Solutions We Provide:
- Database Development & Validation
We determine if appropriate data is captured and measured.
We inventory our clients' databases and review the data
fields for accuracy and necessity.
- Primary Research
We interview selected current customers, former customers and prospective customers to help determine list selection, creative, promotions, packaging, etc. Primary research includes in person interviews, telephone questionnaires, on-line surveys and focus groups.

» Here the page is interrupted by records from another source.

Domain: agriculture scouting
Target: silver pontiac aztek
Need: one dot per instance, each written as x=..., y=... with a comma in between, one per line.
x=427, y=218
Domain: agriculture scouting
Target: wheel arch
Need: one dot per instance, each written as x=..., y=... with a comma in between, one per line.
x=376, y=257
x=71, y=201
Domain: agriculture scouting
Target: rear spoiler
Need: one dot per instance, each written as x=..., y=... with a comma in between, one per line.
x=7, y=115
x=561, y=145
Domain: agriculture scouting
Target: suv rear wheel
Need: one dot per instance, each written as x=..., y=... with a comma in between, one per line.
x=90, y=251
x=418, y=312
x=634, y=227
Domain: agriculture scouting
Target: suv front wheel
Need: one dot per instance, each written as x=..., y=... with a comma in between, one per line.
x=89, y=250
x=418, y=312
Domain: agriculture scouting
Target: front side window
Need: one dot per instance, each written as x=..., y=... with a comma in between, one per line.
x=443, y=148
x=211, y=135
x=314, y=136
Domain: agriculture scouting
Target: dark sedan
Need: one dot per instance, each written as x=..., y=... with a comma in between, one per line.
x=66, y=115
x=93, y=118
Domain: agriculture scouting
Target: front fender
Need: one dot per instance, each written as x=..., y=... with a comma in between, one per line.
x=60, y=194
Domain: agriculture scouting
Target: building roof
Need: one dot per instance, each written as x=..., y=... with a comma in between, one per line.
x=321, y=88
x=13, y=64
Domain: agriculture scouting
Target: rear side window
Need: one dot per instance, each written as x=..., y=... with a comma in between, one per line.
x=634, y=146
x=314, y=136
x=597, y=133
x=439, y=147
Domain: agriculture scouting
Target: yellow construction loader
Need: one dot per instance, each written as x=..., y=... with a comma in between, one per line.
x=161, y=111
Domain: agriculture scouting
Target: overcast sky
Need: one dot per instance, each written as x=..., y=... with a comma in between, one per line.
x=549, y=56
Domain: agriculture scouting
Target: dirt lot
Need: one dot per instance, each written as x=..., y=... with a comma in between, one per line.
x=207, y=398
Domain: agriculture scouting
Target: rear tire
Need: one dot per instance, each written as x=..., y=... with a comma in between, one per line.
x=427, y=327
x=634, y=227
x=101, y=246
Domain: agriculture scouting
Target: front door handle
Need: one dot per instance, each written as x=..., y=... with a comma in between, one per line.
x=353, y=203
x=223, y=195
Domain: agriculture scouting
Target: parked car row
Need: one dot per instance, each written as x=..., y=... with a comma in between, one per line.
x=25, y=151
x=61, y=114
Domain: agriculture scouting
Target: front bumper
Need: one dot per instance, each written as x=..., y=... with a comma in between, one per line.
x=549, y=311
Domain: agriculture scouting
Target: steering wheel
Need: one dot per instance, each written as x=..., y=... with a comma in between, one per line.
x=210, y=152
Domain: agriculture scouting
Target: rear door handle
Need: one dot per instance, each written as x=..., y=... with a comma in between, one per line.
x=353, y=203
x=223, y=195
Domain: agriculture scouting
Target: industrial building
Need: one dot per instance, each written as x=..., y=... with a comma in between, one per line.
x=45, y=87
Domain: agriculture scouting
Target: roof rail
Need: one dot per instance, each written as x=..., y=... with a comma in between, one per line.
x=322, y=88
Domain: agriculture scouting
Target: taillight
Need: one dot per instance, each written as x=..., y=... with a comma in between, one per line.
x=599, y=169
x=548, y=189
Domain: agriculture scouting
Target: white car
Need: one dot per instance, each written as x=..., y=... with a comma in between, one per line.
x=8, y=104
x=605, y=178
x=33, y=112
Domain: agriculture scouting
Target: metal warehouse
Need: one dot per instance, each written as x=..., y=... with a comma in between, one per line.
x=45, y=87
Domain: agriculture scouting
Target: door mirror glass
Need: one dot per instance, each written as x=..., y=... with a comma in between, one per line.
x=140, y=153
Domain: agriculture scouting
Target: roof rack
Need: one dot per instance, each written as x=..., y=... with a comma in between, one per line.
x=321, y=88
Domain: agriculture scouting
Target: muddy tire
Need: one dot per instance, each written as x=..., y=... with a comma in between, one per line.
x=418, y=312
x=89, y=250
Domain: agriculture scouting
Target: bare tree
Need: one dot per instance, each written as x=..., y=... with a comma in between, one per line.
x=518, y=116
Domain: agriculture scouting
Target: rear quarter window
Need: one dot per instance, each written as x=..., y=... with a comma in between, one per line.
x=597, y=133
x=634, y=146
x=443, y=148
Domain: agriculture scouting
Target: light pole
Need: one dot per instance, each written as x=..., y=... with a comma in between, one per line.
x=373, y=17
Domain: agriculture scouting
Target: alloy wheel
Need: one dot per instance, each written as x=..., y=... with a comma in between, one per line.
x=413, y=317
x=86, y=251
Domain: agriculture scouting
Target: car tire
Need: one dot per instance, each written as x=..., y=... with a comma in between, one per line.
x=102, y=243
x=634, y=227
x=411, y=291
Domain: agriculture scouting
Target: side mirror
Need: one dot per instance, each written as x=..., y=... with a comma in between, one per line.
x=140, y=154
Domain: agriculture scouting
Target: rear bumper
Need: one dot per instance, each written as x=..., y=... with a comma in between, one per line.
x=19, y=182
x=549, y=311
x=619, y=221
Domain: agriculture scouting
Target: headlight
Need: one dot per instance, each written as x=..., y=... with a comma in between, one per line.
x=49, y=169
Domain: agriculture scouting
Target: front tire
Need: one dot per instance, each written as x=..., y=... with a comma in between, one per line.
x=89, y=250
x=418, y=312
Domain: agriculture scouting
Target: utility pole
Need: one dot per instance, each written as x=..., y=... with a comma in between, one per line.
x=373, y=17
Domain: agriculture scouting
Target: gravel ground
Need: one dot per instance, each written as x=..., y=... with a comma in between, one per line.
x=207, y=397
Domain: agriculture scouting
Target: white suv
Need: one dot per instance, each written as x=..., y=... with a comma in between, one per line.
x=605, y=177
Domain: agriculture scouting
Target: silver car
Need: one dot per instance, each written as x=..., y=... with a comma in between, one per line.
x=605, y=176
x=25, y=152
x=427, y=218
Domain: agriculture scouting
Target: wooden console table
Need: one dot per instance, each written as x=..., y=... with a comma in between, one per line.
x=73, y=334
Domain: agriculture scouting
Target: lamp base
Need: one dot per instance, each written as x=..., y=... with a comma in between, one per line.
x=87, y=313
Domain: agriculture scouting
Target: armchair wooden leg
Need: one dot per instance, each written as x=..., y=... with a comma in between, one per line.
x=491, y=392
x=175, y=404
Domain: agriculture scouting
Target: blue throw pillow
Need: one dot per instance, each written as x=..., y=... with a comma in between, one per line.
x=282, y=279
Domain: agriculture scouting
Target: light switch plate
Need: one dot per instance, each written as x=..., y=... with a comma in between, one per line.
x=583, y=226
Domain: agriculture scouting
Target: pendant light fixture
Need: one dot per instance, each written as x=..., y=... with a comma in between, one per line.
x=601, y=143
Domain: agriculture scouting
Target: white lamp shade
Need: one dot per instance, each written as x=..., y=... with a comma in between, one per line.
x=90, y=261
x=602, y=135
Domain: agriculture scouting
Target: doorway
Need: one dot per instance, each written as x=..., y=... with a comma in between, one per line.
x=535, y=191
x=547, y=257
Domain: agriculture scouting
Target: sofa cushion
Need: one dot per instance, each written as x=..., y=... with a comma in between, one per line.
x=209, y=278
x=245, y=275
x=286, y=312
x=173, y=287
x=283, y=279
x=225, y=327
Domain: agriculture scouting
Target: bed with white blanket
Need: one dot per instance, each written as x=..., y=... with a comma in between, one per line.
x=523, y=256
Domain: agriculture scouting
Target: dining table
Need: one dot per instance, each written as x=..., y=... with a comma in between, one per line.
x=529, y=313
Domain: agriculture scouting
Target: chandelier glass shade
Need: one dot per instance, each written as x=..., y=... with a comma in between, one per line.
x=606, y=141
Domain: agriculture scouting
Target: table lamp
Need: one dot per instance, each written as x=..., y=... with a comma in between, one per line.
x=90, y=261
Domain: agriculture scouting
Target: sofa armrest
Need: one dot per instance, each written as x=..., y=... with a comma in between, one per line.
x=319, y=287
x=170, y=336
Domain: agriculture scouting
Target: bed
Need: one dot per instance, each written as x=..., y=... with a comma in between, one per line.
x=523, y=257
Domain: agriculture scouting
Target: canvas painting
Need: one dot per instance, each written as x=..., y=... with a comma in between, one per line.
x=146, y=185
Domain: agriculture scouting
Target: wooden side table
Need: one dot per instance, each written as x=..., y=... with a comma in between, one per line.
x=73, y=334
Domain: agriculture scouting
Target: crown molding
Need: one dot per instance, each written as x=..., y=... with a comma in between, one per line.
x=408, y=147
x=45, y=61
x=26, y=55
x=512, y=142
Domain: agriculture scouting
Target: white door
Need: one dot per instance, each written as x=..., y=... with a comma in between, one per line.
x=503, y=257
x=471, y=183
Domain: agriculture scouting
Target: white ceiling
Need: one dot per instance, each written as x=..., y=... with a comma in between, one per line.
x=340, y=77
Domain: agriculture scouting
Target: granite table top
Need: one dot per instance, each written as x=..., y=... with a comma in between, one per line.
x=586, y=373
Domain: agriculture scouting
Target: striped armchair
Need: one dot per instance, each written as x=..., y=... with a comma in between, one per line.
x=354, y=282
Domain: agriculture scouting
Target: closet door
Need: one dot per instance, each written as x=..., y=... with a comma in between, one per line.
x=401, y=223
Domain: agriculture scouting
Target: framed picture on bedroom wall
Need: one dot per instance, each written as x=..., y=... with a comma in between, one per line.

- Customer Demographics Analysis
We profile the customers and calculate price elasticity, to help increase revenues and determine price sensitivity
- Predictive Analytics
We analyze historical data to determine trigger events that help our
clients market more effectively. For example, we
analyzed public data to determine which customers were more
likely to purchase the client's product. When our client
contacted the top prospective customers, they were able to
immediately close the sales, which immensely improved
- Marketing Resource Analysis
We analyze statistically all the marketing activities and other factors that may affect sales to determine which marketing is providing the best lift.
For example, one client found that direct mail was more
effective than mass marketing enabling them to shift their
budget into direct.
- Customer Lifetime Value Analysis
We determine the value of customers segmented by a number of variables including profile, geography, etc.
- Computer Models
We build customized computer models to graphically display and evaluate data.
Econometrics, the use of statistical analysis to determine which mix of factors best explains a result, is both a science and an art. After gathering the client’s data and certain external data, such as economic factors, we build a database for time-series (longitudinal) and/or cross-sectional analysis.
The results of the econometric analysis can be loaded into
an optimization program to determine the ideal marketing
budget and how much should be spent on the various marketing
activities as well as the amount on products, on customer
segment or by region..
We use statistical models, such as linear, log, poisson, integer, non-linear, log log, etc., to analyze the data. Each of these models analyzes the data differently. In addition, each model has lag of one, two, etc. periods. Our goal is
to identify the model that best fits predicted outcomes with historical actuals.
In identifying the model with the best fit, we test dozens of various models with lags. The results of each model have several factors that reflect the fit, probability, etc. In addition, we test other factors such as collinearity. The results indicate the lift of various marketing activities and the influence of non-marketing activities.